Since that time, Reddick has continued to produce excellent blues music, and his recordings are of interest individually and collectively.
On Ride the One, Reddick reunites with Colin Cripps, producer of his last album Wishbone, and continues in a similar stream of full-bodied, band-focused blues. What is different this time out is the aggression present on songs including Ride the One’s lead tracks “Shadows” and “Celebrate.” While Reddick had previously touched on such in songs like “Whiskey in the Life of Man” and “Devil’s Load,” this time out it is the rule more than the exception.
The darkness of some of these songs, including “Living in Another World,” will challenge listeners, but they are pulled back from the edge by awareness that the blues needs more subtlety than other forms of roots music: go too far, and it becomes rock and roll, and usually not good rock and roll. Cripps and Reddick balance their more base instincts with gentle artistry in songs such as “Mourning Dove” and “Diamonds.” Even an up-tempo number such as “Watersmooth” is presented with an emphasis on the more gentle shadings of band interplay.

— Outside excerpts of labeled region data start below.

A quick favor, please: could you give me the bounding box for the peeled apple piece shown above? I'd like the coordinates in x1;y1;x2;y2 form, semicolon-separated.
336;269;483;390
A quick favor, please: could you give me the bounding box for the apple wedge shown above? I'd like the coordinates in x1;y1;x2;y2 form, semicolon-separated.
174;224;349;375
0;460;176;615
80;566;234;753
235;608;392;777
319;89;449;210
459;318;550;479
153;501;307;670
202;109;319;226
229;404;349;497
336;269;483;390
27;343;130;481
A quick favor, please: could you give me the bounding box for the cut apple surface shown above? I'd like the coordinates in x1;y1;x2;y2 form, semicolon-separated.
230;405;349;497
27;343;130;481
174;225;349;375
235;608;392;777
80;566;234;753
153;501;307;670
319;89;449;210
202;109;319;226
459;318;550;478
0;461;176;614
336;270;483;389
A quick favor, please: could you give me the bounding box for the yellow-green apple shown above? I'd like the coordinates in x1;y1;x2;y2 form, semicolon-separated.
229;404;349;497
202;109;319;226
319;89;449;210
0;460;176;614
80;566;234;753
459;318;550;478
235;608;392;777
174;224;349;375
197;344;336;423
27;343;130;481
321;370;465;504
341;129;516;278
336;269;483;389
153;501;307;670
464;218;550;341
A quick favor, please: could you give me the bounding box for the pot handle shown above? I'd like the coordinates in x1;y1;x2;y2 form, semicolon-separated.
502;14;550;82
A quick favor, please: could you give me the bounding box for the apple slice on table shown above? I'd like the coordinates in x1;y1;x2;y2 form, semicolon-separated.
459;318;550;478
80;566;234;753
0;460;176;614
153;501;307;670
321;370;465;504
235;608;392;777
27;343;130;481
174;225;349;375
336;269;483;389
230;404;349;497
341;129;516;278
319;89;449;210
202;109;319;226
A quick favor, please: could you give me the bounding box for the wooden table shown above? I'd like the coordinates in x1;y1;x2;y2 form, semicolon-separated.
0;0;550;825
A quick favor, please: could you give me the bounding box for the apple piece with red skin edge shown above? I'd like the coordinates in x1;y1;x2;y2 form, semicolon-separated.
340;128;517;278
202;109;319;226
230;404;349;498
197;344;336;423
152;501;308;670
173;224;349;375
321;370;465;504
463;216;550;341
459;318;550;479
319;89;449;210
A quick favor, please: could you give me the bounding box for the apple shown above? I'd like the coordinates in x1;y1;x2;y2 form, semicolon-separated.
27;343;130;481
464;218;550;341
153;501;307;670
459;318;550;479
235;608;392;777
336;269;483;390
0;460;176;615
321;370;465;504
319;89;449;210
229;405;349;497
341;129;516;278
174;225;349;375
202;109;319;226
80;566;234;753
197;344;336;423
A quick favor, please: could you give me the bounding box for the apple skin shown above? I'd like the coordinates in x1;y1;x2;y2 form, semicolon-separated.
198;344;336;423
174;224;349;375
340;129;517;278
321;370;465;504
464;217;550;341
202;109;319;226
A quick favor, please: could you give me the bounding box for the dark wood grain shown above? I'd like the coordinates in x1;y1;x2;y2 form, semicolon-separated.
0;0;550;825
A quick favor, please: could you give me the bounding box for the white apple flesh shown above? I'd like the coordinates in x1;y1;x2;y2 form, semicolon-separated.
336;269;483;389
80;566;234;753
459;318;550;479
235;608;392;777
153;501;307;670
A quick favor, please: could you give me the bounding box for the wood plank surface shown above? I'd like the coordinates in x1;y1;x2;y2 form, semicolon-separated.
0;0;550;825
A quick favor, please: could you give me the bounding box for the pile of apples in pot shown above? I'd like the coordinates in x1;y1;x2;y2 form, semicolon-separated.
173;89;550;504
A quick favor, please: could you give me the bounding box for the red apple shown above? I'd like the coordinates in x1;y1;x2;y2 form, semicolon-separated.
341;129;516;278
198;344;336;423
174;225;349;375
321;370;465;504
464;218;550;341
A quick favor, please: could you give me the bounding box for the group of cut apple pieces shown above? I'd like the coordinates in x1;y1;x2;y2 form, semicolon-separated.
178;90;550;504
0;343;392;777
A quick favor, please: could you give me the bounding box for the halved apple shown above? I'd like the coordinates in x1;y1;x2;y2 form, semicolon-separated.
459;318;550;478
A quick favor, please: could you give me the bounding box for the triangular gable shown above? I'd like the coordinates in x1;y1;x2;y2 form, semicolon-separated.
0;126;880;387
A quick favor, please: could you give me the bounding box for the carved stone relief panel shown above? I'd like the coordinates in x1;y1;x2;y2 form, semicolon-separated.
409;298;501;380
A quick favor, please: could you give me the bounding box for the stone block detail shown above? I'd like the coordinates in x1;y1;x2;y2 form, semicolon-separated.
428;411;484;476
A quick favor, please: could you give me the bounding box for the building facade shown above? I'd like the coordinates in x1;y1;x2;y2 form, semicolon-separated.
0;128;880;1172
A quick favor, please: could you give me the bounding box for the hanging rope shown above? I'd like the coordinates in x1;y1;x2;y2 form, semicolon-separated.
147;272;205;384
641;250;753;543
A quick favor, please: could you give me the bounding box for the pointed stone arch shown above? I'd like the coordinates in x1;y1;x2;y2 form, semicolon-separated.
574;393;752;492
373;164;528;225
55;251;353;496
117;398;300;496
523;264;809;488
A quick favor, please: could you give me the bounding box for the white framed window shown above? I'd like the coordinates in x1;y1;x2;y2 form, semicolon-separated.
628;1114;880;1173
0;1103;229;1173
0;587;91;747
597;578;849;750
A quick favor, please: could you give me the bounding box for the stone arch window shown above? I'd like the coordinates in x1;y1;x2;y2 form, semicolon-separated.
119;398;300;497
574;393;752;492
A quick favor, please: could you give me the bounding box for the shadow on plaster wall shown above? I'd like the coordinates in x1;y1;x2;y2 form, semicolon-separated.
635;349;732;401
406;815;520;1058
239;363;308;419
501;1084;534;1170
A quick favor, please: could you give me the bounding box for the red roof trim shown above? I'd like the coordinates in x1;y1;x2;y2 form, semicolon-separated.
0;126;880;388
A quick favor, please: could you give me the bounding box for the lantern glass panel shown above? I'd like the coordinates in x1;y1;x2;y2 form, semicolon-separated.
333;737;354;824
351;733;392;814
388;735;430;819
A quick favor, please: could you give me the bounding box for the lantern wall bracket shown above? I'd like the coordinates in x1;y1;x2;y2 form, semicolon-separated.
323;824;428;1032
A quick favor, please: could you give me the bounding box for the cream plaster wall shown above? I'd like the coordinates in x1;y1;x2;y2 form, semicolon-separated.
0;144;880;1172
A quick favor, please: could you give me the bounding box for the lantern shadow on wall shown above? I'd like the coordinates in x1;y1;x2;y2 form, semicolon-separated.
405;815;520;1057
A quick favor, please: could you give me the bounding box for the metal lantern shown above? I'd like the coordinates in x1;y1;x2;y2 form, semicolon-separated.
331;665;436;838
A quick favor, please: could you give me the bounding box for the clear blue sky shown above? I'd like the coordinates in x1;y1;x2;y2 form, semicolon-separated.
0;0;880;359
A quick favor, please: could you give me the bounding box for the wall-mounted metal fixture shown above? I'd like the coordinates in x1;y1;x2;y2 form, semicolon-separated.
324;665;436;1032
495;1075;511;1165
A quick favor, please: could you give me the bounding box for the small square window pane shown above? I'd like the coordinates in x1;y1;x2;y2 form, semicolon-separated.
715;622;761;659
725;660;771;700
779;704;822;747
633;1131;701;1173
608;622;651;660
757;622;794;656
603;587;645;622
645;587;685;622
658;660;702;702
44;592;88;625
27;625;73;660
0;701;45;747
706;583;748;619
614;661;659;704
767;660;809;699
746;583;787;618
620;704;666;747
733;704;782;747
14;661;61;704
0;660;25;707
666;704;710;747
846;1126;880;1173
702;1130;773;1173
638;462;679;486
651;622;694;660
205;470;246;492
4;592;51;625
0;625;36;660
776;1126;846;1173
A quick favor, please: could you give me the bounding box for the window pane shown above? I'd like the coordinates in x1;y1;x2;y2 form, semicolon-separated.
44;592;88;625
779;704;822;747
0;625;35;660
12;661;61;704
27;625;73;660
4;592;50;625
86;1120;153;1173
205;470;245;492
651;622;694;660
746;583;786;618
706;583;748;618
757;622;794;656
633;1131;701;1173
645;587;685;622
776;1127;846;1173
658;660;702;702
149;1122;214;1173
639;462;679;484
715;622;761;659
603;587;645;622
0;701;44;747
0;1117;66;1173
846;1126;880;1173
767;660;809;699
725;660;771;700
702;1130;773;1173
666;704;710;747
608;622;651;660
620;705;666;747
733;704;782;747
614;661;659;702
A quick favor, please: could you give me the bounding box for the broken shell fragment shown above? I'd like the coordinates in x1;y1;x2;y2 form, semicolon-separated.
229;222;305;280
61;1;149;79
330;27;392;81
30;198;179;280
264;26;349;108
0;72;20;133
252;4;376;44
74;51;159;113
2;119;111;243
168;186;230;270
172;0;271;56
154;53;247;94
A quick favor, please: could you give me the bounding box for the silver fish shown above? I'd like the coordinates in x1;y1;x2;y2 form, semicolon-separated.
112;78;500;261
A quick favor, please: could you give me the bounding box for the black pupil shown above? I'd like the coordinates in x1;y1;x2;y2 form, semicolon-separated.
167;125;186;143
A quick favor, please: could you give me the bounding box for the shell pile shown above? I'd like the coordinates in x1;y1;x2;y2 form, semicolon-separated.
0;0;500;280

MonkeyJunk’s Steve Marriner is featured on guitar and keyboards throughout, with Cripps and Greg Cockerill contributing additional guitar. Reddick’s voice is afforded rather scary effects in a number of places, digging deep into Nick Cave territory on several songs. Elsewhere, as on “Love and Never Know” and “Gotta Find A…,” the approach is more natural and even satisfying.
My favoured blues will always be that which is more-acoustic and focused on the aged roots of the music. That Paul Reddick doesn’t want to spend all his time in the past is fine with me, as long as he continues to incorporate those influences in his music. On Ride the One he has done that most successfully.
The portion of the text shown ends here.